In [1]:
from tensorflow.keras.preprocessing.text import Tokenizer
from tensorflow.keras.preprocessing.sequence import skipgrams
from tensorflow.keras.utils import to_categorical

import tensorflow as tf
from tensorflow.keras.layers import Input, Embedding, Dense, Flatten
from tensorflow.keras.models import Model
import numpy as np

In [3]:
with open('reviews_data.txt', 'r', encoding='utf-8') as f:
    text = f.readlines()

In [4]:
text[0]

'oct nice trendy hotel location not too bad stayed in this hotel for one night as this is fairly new place some of the taxi drivers did not know where it was and or did not want to drive there once have eventually arrived at the hotel was very pleasantly surprised with the decor of the lobby ground floor area it was very stylish and modern found the reception staff geeting me with aloha bit out of place but guess they are briefed to say that to keep up the coroporate image as have starwood preferred guest member was given small gift upon check in it was only couple of fridge magnets in gift box but nevertheless nice gesture my room was nice and roomy there are tea and coffee facilities in each room and you get two complimentary bottles of water plus some toiletries by bliss the location is not great it is at the last metro stop and you then need to take taxi but if you are not planning on going to see the historic sites in beijing then you will be ok chose to have some breakfast in the

In [5]:
sample = text[:100000]

In [6]:
# Initialize tokenizer with a minimum frequency of 10k and more than 90k
tokenizer = Tokenizer(lower=True, oov_token="<OOV>", filters='!"#$%&()*+,-./:;<=>?@[\\]^_`{|}~\t\n')
tokenizer.fit_on_texts(sample)

# Filter out words with frequency less than 10k and more than 90k
word_counts = tokenizer.word_counts
filtered_word_counts = {word: count for word, count in word_counts.items() if count >= 10000 and count<=90000}

# Create a new tokenizer with the filtered words
filtered_tokens = list(filtered_word_counts.keys())
filtered_tokenizer = Tokenizer(lower=True, oov_token="<OOV>", filters='!"#$%&()*+,-./:;<=>?@[\\]^_`{|}~\t\n', num_words=len(filtered_tokens))
filtered_tokenizer.fit_on_texts(sample)

In [7]:
word_index = filtered_tokenizer.word_index
# word_index

In [8]:
# Create word embeddings
embedding_dim = 5
vocab_size = len(word_index) + 1
embedding_layer = Embedding(input_dim=vocab_size, output_dim=embedding_dim, input_length=1)

In [9]:
# Generate skip-grams

skip_window = 5
num_negative_samples = 2
skip_grams = []

def generate_skipgrams(texts, tokenizer, skip_window, num_negative_samples, vocab_size):
    for text in texts:
        tokens = tokenizer.texts_to_sequences([text])[0]
        pairs, _ = skipgrams(tokens, vocabulary_size=vocab_size, window_size=skip_window, negative_samples=num_negative_samples)
        for pair in pairs:
            yield pair
            
tokens = filtered_tokenizer.texts_to_sequences(sample)
skip_grams = list(generate_skipgrams(sample, filtered_tokenizer, skip_window, num_negative_samples, vocab_size))

KeyboardInterrupt: 

In [None]:
# Model building

# Define input layer
input_word = Input(shape=(1,))

# Define embedding layer
embedding = embedding_layer(input_word)

# Define flatten layer to flatten embedding output
flatten = Flatten()(embedding)

# Define output layer with softmax activation
output_word = Dense(vocab_size, activation='softmax')(flatten)

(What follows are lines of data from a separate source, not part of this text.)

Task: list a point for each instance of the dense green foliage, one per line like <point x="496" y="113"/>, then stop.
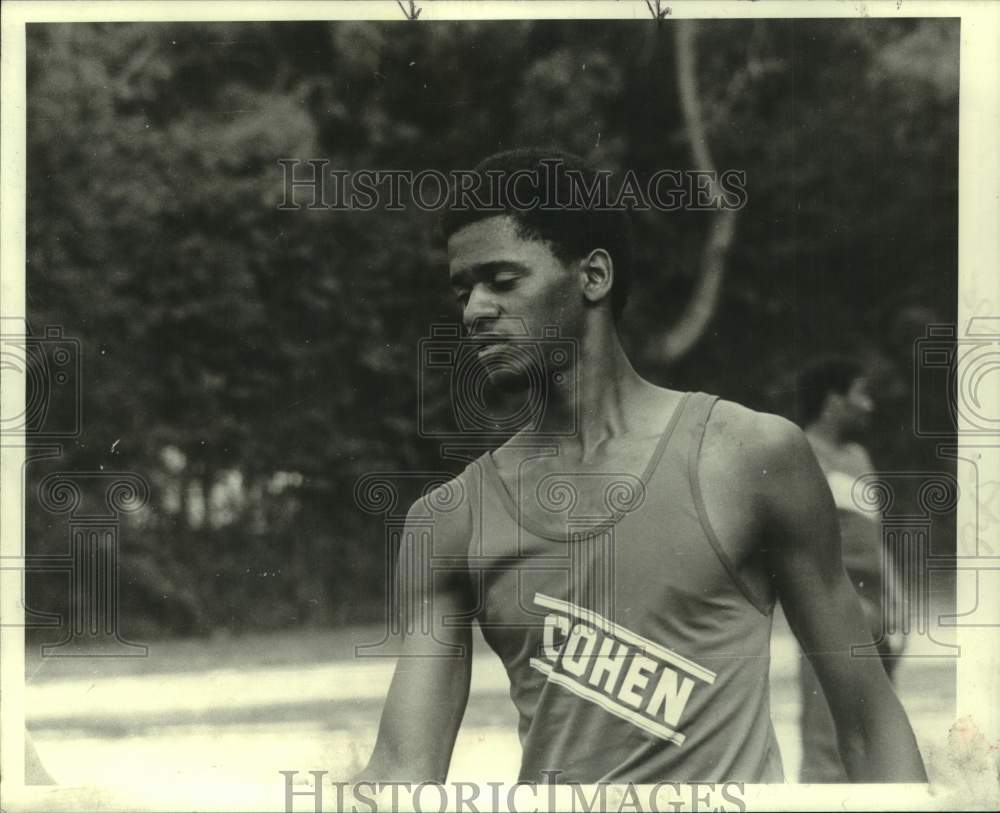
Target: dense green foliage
<point x="255" y="341"/>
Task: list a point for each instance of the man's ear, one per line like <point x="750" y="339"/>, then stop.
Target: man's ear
<point x="598" y="275"/>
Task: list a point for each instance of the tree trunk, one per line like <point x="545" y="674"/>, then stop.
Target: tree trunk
<point x="678" y="340"/>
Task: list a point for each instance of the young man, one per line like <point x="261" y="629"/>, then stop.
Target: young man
<point x="835" y="408"/>
<point x="623" y="556"/>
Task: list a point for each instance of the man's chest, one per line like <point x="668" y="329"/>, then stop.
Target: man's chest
<point x="549" y="488"/>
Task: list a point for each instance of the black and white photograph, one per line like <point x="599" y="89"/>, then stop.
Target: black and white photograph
<point x="422" y="405"/>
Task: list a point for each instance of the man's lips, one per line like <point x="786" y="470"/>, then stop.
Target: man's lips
<point x="488" y="343"/>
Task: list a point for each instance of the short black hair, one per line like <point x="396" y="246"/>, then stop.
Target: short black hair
<point x="831" y="374"/>
<point x="572" y="231"/>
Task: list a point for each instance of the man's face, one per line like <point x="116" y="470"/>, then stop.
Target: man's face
<point x="510" y="287"/>
<point x="858" y="406"/>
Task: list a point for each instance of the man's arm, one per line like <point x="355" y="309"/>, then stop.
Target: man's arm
<point x="430" y="687"/>
<point x="874" y="736"/>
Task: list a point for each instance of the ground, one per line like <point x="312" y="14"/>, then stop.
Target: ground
<point x="238" y="710"/>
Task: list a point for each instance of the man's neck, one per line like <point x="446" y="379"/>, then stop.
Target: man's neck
<point x="603" y="392"/>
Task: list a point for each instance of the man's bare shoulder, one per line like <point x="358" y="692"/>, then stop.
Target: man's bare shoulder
<point x="752" y="436"/>
<point x="445" y="511"/>
<point x="757" y="453"/>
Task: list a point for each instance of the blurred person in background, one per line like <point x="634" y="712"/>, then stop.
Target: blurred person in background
<point x="835" y="410"/>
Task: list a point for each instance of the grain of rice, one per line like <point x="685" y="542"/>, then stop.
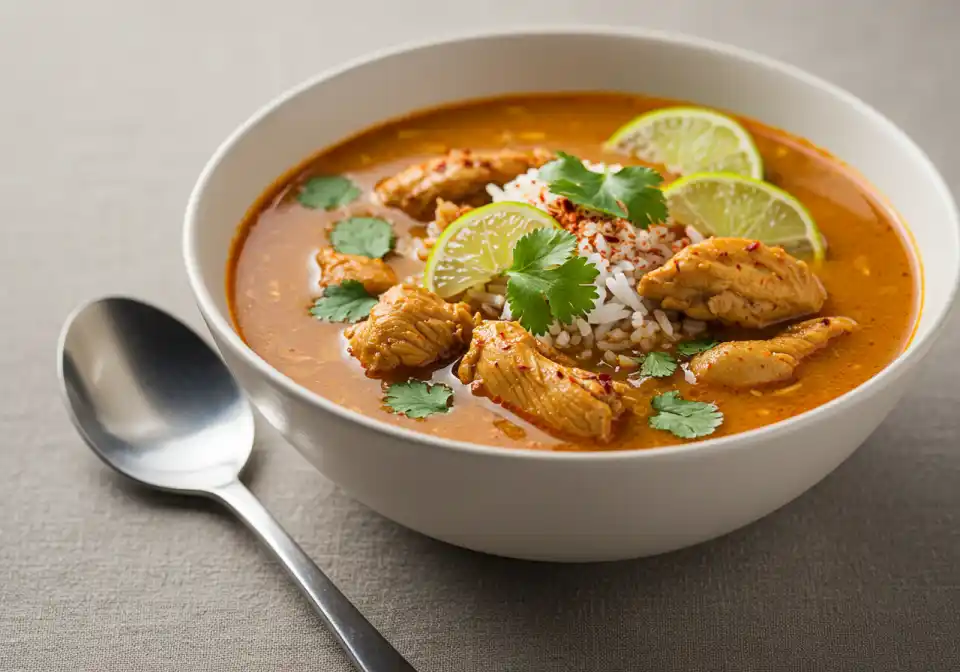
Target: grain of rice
<point x="693" y="328"/>
<point x="621" y="289"/>
<point x="617" y="334"/>
<point x="663" y="321"/>
<point x="601" y="331"/>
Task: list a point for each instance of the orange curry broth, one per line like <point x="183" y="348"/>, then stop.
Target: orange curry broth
<point x="272" y="279"/>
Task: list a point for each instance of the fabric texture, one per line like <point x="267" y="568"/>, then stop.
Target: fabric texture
<point x="109" y="110"/>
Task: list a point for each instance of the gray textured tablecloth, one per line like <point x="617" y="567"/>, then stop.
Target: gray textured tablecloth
<point x="108" y="110"/>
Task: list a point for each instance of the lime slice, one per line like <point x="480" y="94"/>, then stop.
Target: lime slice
<point x="688" y="140"/>
<point x="478" y="246"/>
<point x="725" y="204"/>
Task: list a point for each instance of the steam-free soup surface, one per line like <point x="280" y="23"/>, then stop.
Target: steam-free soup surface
<point x="868" y="272"/>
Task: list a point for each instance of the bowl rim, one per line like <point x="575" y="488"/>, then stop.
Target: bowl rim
<point x="222" y="324"/>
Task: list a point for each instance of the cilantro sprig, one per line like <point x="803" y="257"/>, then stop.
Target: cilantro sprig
<point x="367" y="236"/>
<point x="546" y="282"/>
<point x="686" y="419"/>
<point x="417" y="399"/>
<point x="326" y="192"/>
<point x="346" y="302"/>
<point x="630" y="193"/>
<point x="691" y="348"/>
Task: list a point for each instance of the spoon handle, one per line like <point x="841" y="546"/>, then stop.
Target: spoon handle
<point x="366" y="648"/>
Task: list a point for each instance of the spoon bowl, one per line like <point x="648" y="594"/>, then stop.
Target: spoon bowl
<point x="152" y="399"/>
<point x="157" y="404"/>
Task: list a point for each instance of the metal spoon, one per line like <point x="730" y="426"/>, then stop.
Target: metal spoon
<point x="158" y="405"/>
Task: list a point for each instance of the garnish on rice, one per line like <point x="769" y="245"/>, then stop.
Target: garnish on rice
<point x="629" y="193"/>
<point x="547" y="283"/>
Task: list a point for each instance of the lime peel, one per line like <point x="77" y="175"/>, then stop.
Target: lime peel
<point x="478" y="246"/>
<point x="728" y="204"/>
<point x="688" y="140"/>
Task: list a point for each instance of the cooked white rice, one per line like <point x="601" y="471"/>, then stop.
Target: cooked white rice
<point x="621" y="320"/>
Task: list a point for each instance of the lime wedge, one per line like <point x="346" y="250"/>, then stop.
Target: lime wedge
<point x="478" y="246"/>
<point x="688" y="140"/>
<point x="725" y="204"/>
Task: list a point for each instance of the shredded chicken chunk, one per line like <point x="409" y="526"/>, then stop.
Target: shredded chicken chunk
<point x="447" y="212"/>
<point x="375" y="274"/>
<point x="460" y="176"/>
<point x="515" y="370"/>
<point x="409" y="327"/>
<point x="745" y="364"/>
<point x="735" y="281"/>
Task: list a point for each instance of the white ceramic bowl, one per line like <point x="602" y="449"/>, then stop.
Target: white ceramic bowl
<point x="567" y="506"/>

# Define skipgram model with input and output layers
model = Model(inputs=input_word, outputs=output_word)

# Compile model with categorical cross-entropy loss and Adam optimizer
model.compile(loss='categorical_crossentropy', optimizer='adam')

In [None]:
# Train model

# Convert skip-grams to input and output data
pairs, labels = zip(*skip_grams)
pairs = np.array(pairs, dtype=np.int32)
labels = to_categorical(np.array(labels, dtype=np.int32), num_classes=vocab_size)

# Train model for 10 epochs
model.fit(pairs, labels, epochs=10, batch_size=1024)

In [None]:
# One-hot encode the context words
# x_train = []
# y_train = []
# for pair in skip_grams:
#     center_word = pair[0]
#     context_word = pair[1]
#     x_train.append(center_word)
#     y_train.append(to_categorical(context_word, num_classes=vocab_size))


# batch_size = 128
# num_epochs = 10
# steps_per_epoch = len(skip_grams) // batch_size

# for epoch in range(num_epochs):
#     for step in range(steps_per_epoch):
#         batch_skip_grams = skip_grams[step*batch_size:(step+1)*batch_size]
#         x_train = []
#         y_train = []
#         for pair in batch_skip_grams:
#             center_word = pair[0]
#             context_word = pair[1]
#             x_train.append(center_word)
#             y_train.append(to_categorical(context_word, num_classes=vocab_size))
#         model.train_on_batch(x_train, y_train)